After two low passes over the Crater Lake Klamath Regional Airport, the landing gear came down and a venerable old warbird made its final landing Sunday.
Crowds cheered as the engines shut off at the refueling pad of the air tanker base in Klamath Falls, welcoming a Lockheed P2V Neptune built in 1954 that earned its retirement after over six decades of service.
Operated by Neptune Aviation out of Missoula, Mont., the twin-engine prop plane, later outfitted with two additional jet engines during the Vietnam War-era, was originally designed during World War II to hunt submarines.
The aircraft served in that role for the Navy until 1962, when it was repurposed for surveillance. It was saved from the aircraft boneyard in 1975 by Black Hills Aviation and converted into a fire-bomber, eventually acquired by Neptune Aviation for aerial firefighting operations for the past 14 years under the designation Tanker-06.
On Sunday, a contingent comprised of Forest Service dignitaries, staff and curious citizens gathered at the northeast end of the airport to welcome the aircraft to its final resting place. The aircraft, operated by a two-man crew, taxied to the air tanker base shortly after 2 p.m., passing under an arc of water sprayed by fire trucks and a large American flag hung from a fire truck ladder. This practice is a tradition in the aviation community for any aircraft or retiring pilot upon completion of their final flight.
After being stripped for parts this winter, Tanker-06 will take up permanent residence at the airport, a static display alongside the Tanker 61 Memorial site in honor of flight crews who have died fighting wildfires.
The Tanker 61 Memorial, an observation tower adjacent to the airport fence at the air tanker base on the northeast corner of the airport, stands in memoriam of Chuck Sheridan and Leonard Martin, who died in a Douglas DC-7 crash on Oct. 1, 1992.
The tower provides an observation deck for the public to observe air tanker refueling operations, and includes memorabilia from Tanker 61 while honoring the 180 pilots and crew who have died in service fighting wildfires.
“We will put concrete pads beneath it and jack it up, then it will be on permanent display,” said Dale Alter, mix master at the air tanker base. “The airport said we could re-route the fence so that there will be a way for people to access the P2V through the Tanker 61 memorial.”

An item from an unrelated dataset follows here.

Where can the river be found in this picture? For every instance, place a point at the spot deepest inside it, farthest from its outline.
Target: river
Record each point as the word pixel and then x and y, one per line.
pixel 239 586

Once the engines shut down, curious crowds got a chance to peruse the aircraft and climb inside.
Despite the scale of the aircraft’s exterior, the interior provides rather cramped quarters for the seven-person crews that once hunted submarines from the various observation posts in the air frame. Kids, Forest Service staff and seniors walked the exterior or climbed into the cockpit, a rare up-close glimpse at a World War II-era aircraft.
Classic flying tanker
The flight marked the end of an era for Neptune Aviation, a company that is named after the classic warbirds it has flown for years. While Tanker-06 is being retired as a museum piece, two other Neptunes belonging to the company will continue operating, but solely for air shows and demonstrations.
Neptune Aviation now fly British Aerospace 146s, a four-engine jet aircraft primarily used for commercial air service.
“It really is amazing, my co-pilot and I were just talking about how when we started flying it’s the dream of every pilot to get to fly old aircraft – the ones we normally one see in museums,” said Ryan Baer, first officer for Neptune Aviation.
“I can’t believe I got this job getting to fly P2Vs and fighting fires with them. I pinch myself, where else can I get paid to fly a 36-cylinder radial engine with Vietnam-era jets strapped on and get to drop mud at 200 feet in the mountains — this is a dream.”
“It is important to keep this history alive,” added Alter. “It is important to hold onto the history alongside the new aircraft.”
Fire suppression support
The air tanker base in Klamath Falls has had a relatively busy summer, pumping around 411,000 gallons of fire retardant so far, according to Alter. Crews have supported fire suppression efforts on the Stone Fire, but did not participate in the Watson Creek Fire because of severe smoke conditions essentially shutting down air base operations.
Alter noted that one air base this summer has pumped more than six million gallons of retardant for aerial firefighting efforts.
“This is a big deal not just for Tanker 61 or Tanker-06, but all in general — we owe a debt of gratitude to those folks,” said Roland Giller, tribal relations specialist and partnerships coordinator for the Fremont-Winema National Forest.
“In a lot of ways wild-land firefighting is a part of our culture out here. Air tankers and helicopters don’t put out fires, but they’re a very important tool. There are situations where having air tanker support is essential in firefighting.”